Source: Yahoo! Finance
Can We Officially Declare the Unemployment Rate to be Irrelevant?
Passive periodical readers perusing through their favorite newspaper or website last week probably saw a headline stating the unemployment rate reached 6.7 percent in December and thought to themselves, “This is great news!” After all, the unemployment rate was 7 percent just last month and was 10 percent a little over four years ago. What this headline statistic doesn’t tell you is, while 74,000 jobs were added last month, nearly 347,000 people left the workforce. In fact, the labor participation rate, or the percentage of working-age Americans who are actively seeking a job, fell to a 36-year low of 62.8 percent in December. Put another way, for every one person who found a job in December, five people gave up looking for a job and dropped out of the labor force.
Source: Latino Times
The Silver Lining
While a poor jobs report may have sent stocks reeling in the past, these are not normal times on Wall Street. Luckily, last month the Federal Reserve scratched its previous target of maintaining the current level of monetary stimulus until the unemployment rate reached 6.5 percent. The poor jobs report may be viewed as positive to some as it may increase the likelihood the Federal Reserve will remain accommodative for longer than what was previously anticipated. This new data could also prove to be an interesting plot twist in the Federal Reserve saga and comes at a pivotal time of transition as Janet Yellen, who will grace the cover of Time magazine this month, is set to take the helm at one of the most important institutions in the world.

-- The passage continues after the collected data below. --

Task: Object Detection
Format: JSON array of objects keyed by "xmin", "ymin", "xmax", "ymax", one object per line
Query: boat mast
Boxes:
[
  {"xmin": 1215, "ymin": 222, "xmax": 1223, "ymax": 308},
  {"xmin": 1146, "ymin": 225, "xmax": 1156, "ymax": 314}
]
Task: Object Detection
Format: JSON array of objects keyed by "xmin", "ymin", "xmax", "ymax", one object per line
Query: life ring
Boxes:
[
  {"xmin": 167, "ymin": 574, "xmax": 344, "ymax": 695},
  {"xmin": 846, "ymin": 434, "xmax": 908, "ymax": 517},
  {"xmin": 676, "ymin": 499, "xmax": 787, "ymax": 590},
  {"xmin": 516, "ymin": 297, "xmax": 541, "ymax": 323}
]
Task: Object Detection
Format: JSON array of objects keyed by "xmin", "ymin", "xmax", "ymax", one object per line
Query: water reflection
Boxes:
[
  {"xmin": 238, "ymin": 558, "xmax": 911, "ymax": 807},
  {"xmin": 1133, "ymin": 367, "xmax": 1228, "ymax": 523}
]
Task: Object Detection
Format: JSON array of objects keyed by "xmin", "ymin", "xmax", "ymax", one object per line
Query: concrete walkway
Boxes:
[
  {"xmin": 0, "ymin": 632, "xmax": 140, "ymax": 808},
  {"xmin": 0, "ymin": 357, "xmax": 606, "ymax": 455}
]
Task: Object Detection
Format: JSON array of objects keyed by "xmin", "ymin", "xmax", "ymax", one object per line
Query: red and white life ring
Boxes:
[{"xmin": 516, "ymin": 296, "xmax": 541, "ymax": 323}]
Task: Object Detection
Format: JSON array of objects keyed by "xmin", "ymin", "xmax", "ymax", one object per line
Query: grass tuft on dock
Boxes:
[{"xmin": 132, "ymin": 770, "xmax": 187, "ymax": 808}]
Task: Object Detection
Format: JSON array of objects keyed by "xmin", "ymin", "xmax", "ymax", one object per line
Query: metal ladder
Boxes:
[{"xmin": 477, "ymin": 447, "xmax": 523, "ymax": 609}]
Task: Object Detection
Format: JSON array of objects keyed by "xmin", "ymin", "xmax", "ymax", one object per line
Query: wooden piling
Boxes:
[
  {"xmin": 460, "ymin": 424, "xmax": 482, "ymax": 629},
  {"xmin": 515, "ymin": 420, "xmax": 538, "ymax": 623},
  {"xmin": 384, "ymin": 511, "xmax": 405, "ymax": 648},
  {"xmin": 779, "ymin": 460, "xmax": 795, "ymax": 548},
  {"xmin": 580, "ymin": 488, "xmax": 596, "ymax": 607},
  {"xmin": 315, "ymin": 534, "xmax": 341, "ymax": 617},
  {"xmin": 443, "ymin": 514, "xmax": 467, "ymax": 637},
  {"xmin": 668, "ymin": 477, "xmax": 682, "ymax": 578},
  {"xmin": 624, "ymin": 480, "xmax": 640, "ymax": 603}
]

Source: Business Insider/sup>
Weather to Blame?
Some are blaming December’s abysmal jobs report on unusually cold weather. To be fair, last month was the coldest December since 2009, according to weather data provider Planalytics, Inc. Capital Economics Chief U.S. Economist Paul Ashworth pointed out a household survey which indicated that 273,000 people reportedly couldn’t go to their jobs because of weather as compared to an average of 166,000 people in past years. Supporting this theory, the jobs report showed construction jobs fell by 16,000, transportation was down 1,000, and manufacturing only added 9,000 last month. These particular sectors of the economy are traditionally more affected by weather conditions than the service industry. After all, the weather was so treacherous parts of Niagara Falls, as depicted below, actually froze!
Source: New York Post
The “Real” Unemployment Rate
If we can no longer rely on the official unemployment rate as given by the U.S. Labor Department, what should we use to gauge jobs in this country? One answer might be a measurement provided by the Bureau of Labor Statistics called the “U-6,” which aims to capture the unemployed, the underemployed, and the discouraged. According to this statistic, the “real” unemployment rate was closer to 13 percent in December, and while it declined some in 2013, it’s certainly not painting as rosy a picture as the official unemployment rate.